Since college I've realized one of my biggest pet peeves. That is that I hate when someone thinks they have me all figured out. Now don't get me wrong, I love when people know me. I love that one of my friends spent enough time with me this summer that they know that the tone and pitch of my voice changes when I ask someone for help in a store. This person knows me and knows that I always lead with "hey I have a question" when I need something. And that's not the only things they know about me, but that's just an example. And I love that we've spent enough time together and are close enough to really know things about me,
What is my pet peeve is when people assume they know things. In college I had a friend who assumed that I hated to play cards because I usually didn't play when someone asked me. Eventually it got to where when someone would ask me to play cards, my friend would respond "no, she doesn't play cards." This would aggravate me to the point of I started playing cards whenever she was around just to prove her wrong. It's not that I don't play or don't like cards, it's that I really value conversation and people and would rather be free to move about the Chi Alpha house and talk to people rather than be stuck in a card game for hours.

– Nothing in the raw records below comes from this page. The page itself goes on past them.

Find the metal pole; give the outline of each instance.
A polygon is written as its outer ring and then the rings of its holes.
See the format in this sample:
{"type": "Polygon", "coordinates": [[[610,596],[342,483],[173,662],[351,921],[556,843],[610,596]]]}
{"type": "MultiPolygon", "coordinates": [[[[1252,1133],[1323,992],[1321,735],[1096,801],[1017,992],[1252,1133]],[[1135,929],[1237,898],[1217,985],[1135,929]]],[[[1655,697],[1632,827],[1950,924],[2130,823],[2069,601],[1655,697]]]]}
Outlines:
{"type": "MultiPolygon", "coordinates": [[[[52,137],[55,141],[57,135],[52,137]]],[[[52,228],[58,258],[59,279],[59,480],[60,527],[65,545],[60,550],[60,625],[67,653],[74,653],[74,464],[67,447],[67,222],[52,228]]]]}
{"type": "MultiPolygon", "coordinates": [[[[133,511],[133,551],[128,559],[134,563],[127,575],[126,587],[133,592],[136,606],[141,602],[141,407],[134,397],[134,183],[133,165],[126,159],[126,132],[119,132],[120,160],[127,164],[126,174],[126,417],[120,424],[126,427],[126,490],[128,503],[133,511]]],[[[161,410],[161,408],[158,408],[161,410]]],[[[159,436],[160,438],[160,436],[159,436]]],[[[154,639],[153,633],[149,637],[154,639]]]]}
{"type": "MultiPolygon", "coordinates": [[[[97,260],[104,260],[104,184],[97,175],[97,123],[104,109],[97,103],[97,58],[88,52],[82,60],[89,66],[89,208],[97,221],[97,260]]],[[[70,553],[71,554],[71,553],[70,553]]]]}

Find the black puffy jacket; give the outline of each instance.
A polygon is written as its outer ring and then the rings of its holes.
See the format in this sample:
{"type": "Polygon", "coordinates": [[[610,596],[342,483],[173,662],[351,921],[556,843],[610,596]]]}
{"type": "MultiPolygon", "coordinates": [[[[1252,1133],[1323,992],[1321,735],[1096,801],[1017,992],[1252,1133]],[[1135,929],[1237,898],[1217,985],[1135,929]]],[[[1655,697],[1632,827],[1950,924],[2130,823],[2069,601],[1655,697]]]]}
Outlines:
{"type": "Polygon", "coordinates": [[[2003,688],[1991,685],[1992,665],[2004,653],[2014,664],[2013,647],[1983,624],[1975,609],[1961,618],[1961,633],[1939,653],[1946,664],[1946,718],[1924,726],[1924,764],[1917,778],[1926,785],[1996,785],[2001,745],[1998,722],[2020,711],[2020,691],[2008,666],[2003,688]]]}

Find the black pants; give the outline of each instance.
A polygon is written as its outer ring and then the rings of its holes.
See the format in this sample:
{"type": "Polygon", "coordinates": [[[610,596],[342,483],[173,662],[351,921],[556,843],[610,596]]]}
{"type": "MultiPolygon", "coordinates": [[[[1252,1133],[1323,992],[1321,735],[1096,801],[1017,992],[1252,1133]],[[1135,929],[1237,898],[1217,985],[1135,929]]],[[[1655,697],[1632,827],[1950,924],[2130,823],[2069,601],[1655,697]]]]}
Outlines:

Lately there is this one person who assumes they know everything about me and honestly it is grating on my last nerve. I've heard this person tell others before that I hate kids. This is horribly untrue. Confession here: I'm not a huge kid person. I don't really babysit and I don't think I ever want to have children of my own. This however does not translate in to I hate kids. The truth is that I love my friends kids. (remember the I want a hug story that melted my heart) I can't wait for my brothers to have kids. I just don't particularly want kids. So it drives me insane when people take a statement by me or an observation of me and then attribute that to me as a character trait that is not there.

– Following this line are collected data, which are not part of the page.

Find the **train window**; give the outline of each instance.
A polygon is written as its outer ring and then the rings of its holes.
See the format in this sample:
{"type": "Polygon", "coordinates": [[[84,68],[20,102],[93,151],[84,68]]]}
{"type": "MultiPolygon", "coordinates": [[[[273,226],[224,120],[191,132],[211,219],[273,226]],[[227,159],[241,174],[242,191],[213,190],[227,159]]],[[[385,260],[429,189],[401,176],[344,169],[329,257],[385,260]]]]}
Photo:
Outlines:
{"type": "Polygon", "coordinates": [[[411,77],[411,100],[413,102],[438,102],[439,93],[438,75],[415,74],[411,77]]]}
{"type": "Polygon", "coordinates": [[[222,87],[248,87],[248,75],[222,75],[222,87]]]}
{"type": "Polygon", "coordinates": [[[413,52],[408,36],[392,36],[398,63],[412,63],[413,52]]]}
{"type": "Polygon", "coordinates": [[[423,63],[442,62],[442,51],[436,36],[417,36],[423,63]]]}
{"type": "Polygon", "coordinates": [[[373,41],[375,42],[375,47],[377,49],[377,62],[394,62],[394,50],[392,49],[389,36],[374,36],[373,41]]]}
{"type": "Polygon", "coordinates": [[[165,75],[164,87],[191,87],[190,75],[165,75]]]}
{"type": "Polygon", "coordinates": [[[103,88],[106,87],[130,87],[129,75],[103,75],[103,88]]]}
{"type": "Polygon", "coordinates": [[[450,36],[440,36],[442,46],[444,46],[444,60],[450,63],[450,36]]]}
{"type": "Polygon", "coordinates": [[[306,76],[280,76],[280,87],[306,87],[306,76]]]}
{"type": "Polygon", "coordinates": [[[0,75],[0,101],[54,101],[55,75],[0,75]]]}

And this isn't the only thing that this person has done this with lately. Tonight for instance this person needed help with something that only I or a few others around could help with. Instead of asking me for the small favor, they told someone else that I wouldn't want to help and then waited around and sulked until someone else came who could help. If they had of asked, I had no problem at all helping. But since there is this assumption and passive aggressive not asking me, I ignored the whole situation and then refused to even act like I heard. I know I'm most likely wrong in my response in these ways, but it just drives me insane. It really does. I guess pet peeves are those things that just set you off without any real rhyme or reason. This sets me off without rhyme or reason. I just want to bust out in the middle of the conversation and start yelling about how this person doesn't know me!! Oh pet peeves!
Until then......
1 comment:
I encourage you to always go to the other and clear the air in a non-attacking mannner. "Hey, I am sorry that you didn't ask me to help, I would be glad to help you anytime." Be the bigger man---Jesus would.